The meeting was organised by the Child Rights Movement (CRM) and the Good Thinkers Organisation, based in Kasur, at the Lahore Press Club on Monday.

Advocate Waqas Abid, coordinator for the CRM, said the president of Pakistan had approved the JJSA 2018 in May last year, which was earlier passed by the both legislative houses, National Assembly and Senate, with an objective to overcome shortcomings of the previous Juvenile Justice System Ordinance 2000 and to provide a child-friendly justice system as well as opportunities of social reintegration to juvenile offenders.

He said salient features of the JJSA 2018 were the provision of the right of legal assistance to every juvenile or child victim of an offence at the state expense and information to a juvenile about this right of legal assistance within 24 hours after being taken into custody.

Mr Abid said the law proposed establishment of exclusive juvenile courts, observation homes and rehabilitation centres but nothing had been done so far in terms of implementation.
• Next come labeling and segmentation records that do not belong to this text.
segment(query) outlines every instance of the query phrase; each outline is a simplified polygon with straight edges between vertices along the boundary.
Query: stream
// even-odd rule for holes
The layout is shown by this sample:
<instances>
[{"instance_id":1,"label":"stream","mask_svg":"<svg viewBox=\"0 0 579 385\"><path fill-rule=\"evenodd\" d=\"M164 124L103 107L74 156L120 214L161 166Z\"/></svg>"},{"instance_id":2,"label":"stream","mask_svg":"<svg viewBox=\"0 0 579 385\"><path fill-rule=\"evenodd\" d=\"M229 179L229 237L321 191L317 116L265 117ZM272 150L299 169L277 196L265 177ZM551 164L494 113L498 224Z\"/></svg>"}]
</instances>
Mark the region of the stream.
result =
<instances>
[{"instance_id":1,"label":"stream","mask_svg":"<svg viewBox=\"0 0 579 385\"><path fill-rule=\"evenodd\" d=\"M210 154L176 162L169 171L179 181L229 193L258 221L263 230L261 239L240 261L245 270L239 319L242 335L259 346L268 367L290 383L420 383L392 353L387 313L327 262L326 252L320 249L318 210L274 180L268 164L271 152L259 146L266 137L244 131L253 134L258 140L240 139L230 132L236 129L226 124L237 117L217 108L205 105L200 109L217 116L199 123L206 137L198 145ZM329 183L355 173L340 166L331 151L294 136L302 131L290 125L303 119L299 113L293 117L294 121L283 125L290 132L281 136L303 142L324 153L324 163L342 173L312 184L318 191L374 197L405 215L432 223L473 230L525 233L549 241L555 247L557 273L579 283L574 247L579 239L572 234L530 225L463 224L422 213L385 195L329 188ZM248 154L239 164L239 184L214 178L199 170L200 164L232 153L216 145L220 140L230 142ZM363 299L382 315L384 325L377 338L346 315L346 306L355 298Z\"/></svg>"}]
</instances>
This law introduced a ‘diversion mechanism’ by referring the petty matters of these young juvenile offenders to a juvenile justice committee, meant to be an alternative process of determining the responsibility and treatment of a juvenile on basis of his/her social, cultural, economic, psychological and educational background without resorting to formal judicial proceedings.

However, no such committee had yet been notified by the Government in any district and the number of male or female probation officers had also not increased.

The CRM Punjab, a coalition of civil society organisations, working for the promotion and protection of child rights in the province, has demanded increase in budgetary allocation to ensure proper implementation on the JJSA 2018. It said that Nov 20 would be the 30th anniversary of the United Nations Convention on the Rights of the Children (UNCRC) and that it was about time political commitment should be shown for children, especially after recent abuse cases that had tarnished the image of the country.

It said the improvement in legislative infrastructure and implementation on existing mechanisms according to which state policies and legal framework with the international obligations could be aligned was now a must.

Lawyers Miqdad Naqvi and Ahmar Majeed, Irshad Safdar from Ittehad Foundation Kasur, and activists Zafar Malik and Nida Aslam also attended the meeting.